Milwaukee Sheriff David Clarke said this week that a CNN KFile report on plagiarism in his master’s thesis could impact the Trump administration’s decision to hire him for a role at the Department of Homeland Security.
A CNN KFile review of Clarke’s 2013 master’s thesis found 47 examples in which Clarke used passages from sources and credited them with a footnote, without using quotation marks indicating that he took the language verbatim.
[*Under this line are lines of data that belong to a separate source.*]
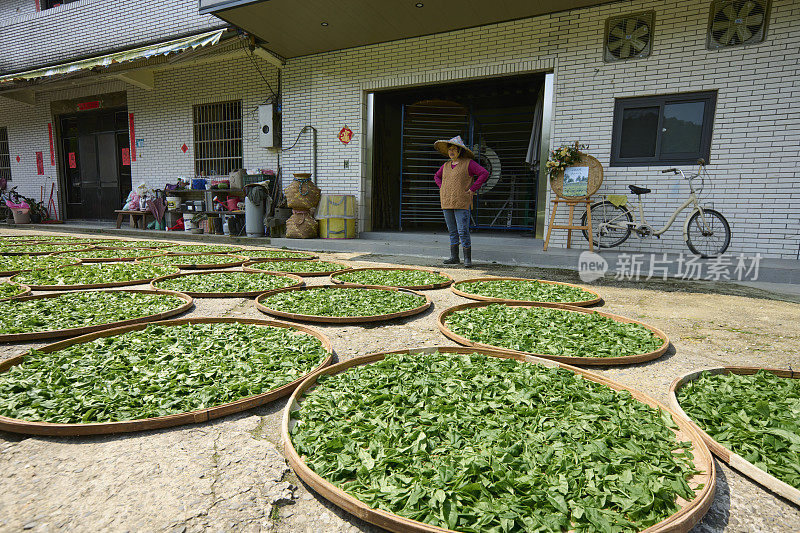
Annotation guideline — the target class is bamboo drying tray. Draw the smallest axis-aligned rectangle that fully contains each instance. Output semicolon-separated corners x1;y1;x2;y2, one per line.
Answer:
150;270;305;298
669;366;800;505
0;317;334;436
437;302;669;366
50;246;166;263
256;285;433;324
0;252;81;276
281;347;716;533
0;281;31;302
550;152;603;200
244;257;350;278
331;267;453;291
162;252;247;270
0;242;92;255
450;276;603;307
11;265;178;291
237;248;319;261
0;289;194;342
In several instances, Clarke copied entire sentences while changing or replacing only one or two words.
Clarke has said that he had accepted an appointment as an assistant secretary in the Department of Homeland Security, but a DHS spokesperson said last week that no announcement of his appointment had been made.
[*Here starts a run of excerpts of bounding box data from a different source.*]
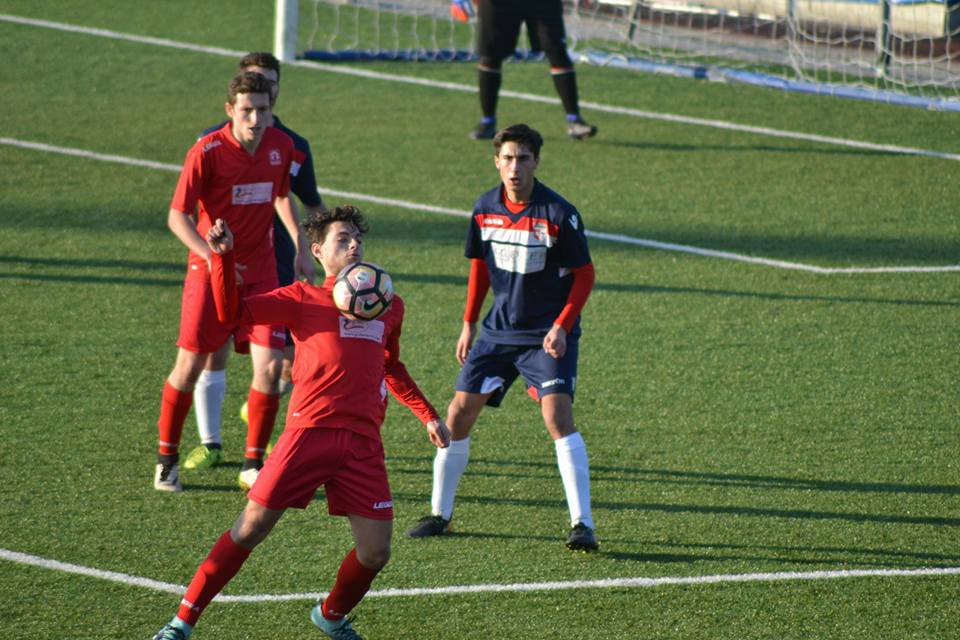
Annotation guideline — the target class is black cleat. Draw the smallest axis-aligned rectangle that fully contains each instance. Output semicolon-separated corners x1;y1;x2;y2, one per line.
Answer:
470;122;497;140
153;624;187;640
567;118;597;140
407;516;450;538
567;522;600;551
In an interview with radio host Joe Pags that was recorded over the weekend and aired Monday, Clarke responded to the report by saying “time will tell” if he will still be welcome in the administration.
“This is about weakening, like I said, the support that I give and that I have with President Donald Trump and Secretary Kelly, it’s to weaken their resolve to hang in there with me,” Clarke said. “Will it be successful? It might, but I’m not going to lose any sleep over that.”
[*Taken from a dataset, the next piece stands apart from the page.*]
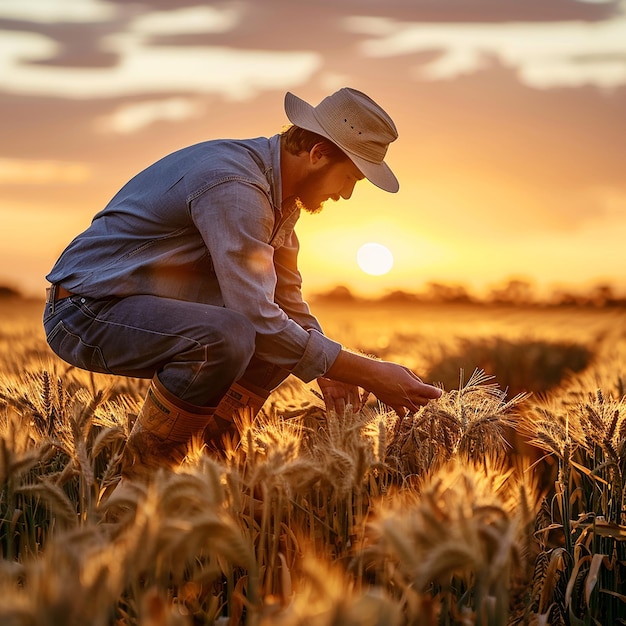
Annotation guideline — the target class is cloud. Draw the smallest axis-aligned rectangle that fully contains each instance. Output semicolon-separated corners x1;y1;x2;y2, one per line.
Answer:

Asked if he thought that the Trump administration would still hire him after the story, Clarke said, “Who knows? I say that sincerely, because I’m in a political environment, sometimes political decisions are made, President Donald Trump has to do what’s in the best interest of his administration. And they’ve cut people loose before, I don’t know why, so time will tell, but I know that he values loyalty.”
In a separate radio interview on Tuesday morning with “The Sid and Bernie Show,” Clarke defended his thesis and the way he used sources.
“Everything that I put in there had a citation and, naturally, when you accuse someone of plagiarism, it’s not citing stuff. That’s not even what CNN and their political hack Kaczynski said,” Clarke said, referring to CNN KFile reporter Andrew Kaczynski.
“They’re saying certain words and phrases I should have put quotation marks around. OK, alright, fine. Maybe from a formatting standpoint the thesis isn’t perfect, but the content is there.”
Guidelines posted on the Naval Postgraduate School’s website specify that words taken verbatim “must be set off with quotation marks.” According to the school’s honor code, plagiarism is defined as “submitting material that in part or whole is not one’s own work without proper attribution.”